SEO, SMA, SEA, SMO : autant de techniques qu’une stratégie de contenus doit prendre en compte pour être vraiment efficace. Mais ces acronymes feraient perdre leur latin au marketer le plus enthousiaste. Alors, on reprend les bases et on décrypte ces étranges runes numériques. Dans le calme, s’i vous plaît.

SEO : pour caracoler en tête des requêtes Google

Commençons par le grand classique : le SEO, pour Search Engine Optimization. Vous connaissez sans doute les bases du SEO. L’objectif est d’apparaître en tête des requêtes Google lorsqu’un utilisateur entre un mot-clé, ou une suite de mot-clés. Sachant que 93% des expériences en ligne commencent par un moteur de recherche, et que le premier résultat sur Google attire un tiers des clics, l’équation est vite faite.

Une bonne stratégie SEO commence par un audit. Après avoir identifié les mots-clés sur lesquels la marque veut se positionner, on évalue sa situation actuelle en fonction des autres contenus de l’écosystème. Puis, on consolide le référencement organique du site grâce à un ensemble de techniques : méta-description, balisage, titres, etc. Le reporting régulier régulier permet de valider les stratégies utilisées.

SEA : pour coiffer les adversaires au poteau du référencement

Pour ceux qui ne l’auraient pas remarqué, Google, c’est un peu le Far-West. Il y a ceux qui travaillent patiemment à consolider leur référencement organique. Et il y a ceux qui posent un sac de dollars sur la table. Ces derniers, en l’occurence, font appel au SEA : le Search Engine Advertising. Avec un bon budget, on peut sponsoriser des mots-clés pour apparaître en tête des requêtes.

La stratégie se généralise, poussée par la perte de vitesse du référencement naturel. L’équipe SEO du site e-commerce publiait récemment le résultat d’une étude portant sur l’évolution du CTR des résultats naturels sur leur site. Le résultat est criant : leur CTR est en recul de 25% sur desktop, et de 55% sur mobile. Pas étonnant que des géants du secteur comme Hubspot recommandent désormais d’intégrer de facto le SEA dans les actions marketing.

SMO : pour gérer les réseaux sociaux comme un dieu

Nourri au biberon de Facebook, Instagram et consorts, le SMO est un acronyme bien savant pour désigner quelque chose que tout bon marketeur se doit de faire : optimiser ses publications pour les réseaux sociaux. Le Social Media Optimization aide, par effet de ricochet, les résultats de SEO. En effet, les robots de Google prennent en considération les mentions et les interactions sur les réseaux pour évaluer l’importance d’un site web.
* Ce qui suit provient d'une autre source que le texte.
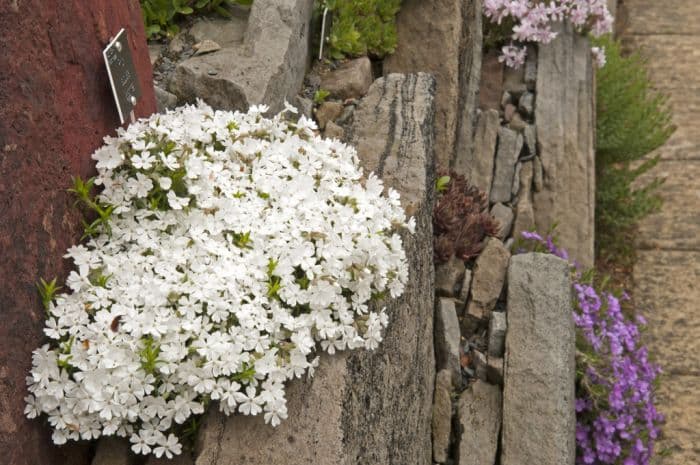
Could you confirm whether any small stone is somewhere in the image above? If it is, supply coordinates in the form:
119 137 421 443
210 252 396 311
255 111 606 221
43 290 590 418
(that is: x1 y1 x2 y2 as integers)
335 105 355 125
524 45 537 91
468 238 510 318
294 95 314 119
523 124 537 156
501 91 513 108
192 39 221 55
323 121 345 140
435 297 461 379
432 370 453 463
469 349 488 381
486 356 503 386
459 270 472 302
492 203 515 239
489 312 508 357
153 86 177 113
457 380 500 465
503 103 517 123
508 113 527 132
435 255 466 297
503 66 527 98
316 102 343 129
510 163 523 198
490 127 523 203
532 157 544 192
321 57 372 100
518 92 535 118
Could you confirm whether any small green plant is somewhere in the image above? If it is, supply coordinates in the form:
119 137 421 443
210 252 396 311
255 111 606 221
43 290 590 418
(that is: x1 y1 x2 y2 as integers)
594 37 675 260
141 0 253 39
319 0 401 60
314 89 331 105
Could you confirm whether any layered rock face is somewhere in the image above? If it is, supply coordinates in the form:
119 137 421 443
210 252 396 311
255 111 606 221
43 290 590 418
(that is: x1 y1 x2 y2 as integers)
168 0 313 112
0 0 155 465
191 74 435 465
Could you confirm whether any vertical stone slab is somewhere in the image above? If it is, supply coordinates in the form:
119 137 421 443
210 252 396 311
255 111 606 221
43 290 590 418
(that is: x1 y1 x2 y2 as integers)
384 0 482 169
533 24 595 267
0 0 155 465
501 253 576 465
196 74 435 465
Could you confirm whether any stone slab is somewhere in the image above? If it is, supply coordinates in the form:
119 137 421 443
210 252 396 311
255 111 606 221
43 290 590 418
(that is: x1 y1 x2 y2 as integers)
501 253 576 465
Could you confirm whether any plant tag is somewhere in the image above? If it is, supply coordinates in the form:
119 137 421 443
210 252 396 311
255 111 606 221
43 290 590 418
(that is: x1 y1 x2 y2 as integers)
318 8 333 61
102 29 141 124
Une bonne stratégie de SMO occupe deux terrains. Le premier, c’est le site web. On s’assure que tout permet le partage facile des contenus du site sur les réseaux : boutons de partage, fils RSS, outils d’intégration, etc. Le deuxième chantier SMO consiste à mettre en avant le contenu du site sur les réseaux sociaux, en encourageant les partages. Ces deux axes stratégiques aident à améliorer la notoriété de la marque, et sa capacité à générer du trafic, donc des leads.

SMA : pour transformer les réseaux en magnet à leads

Le Social Media Advertising, ou publicité sur les réseaux sociaux, est un secteur en pleine croissance. Les budgets alloués au SMA ont doublé dans le monde entre 2014 et 2016, passant. 16 à 32 milliards de dollars. La publicité sur les réseaux sociaux est un moyen peu cher et rentable de cibler très précisément l’audience de ses messages. Une publicité Facebook enregistre ainsi un taux de clics 8 fois supérieur aux publicité en SEA.

Une bonne stratégie de SMA passe par une définition précise des persona. Une fois ces critères définis, on peut cibler un groupe démographique et professionnel avec efficacité. L’avenir de la pub sur les réseaux sociaux appartient aux testeurs : il ne faut hésiter à valider les hypothèses de segmentation et les plateformes utilisées, pour optimiser l’investissement en SMA.

 

 

Maintenant que vous maîtrisez le vocabulaire de base, il ne reste plus à explorer les superbes possibilités de développement offertes par ces stratégies. Surtout, si vous les couplez à du contenu premium.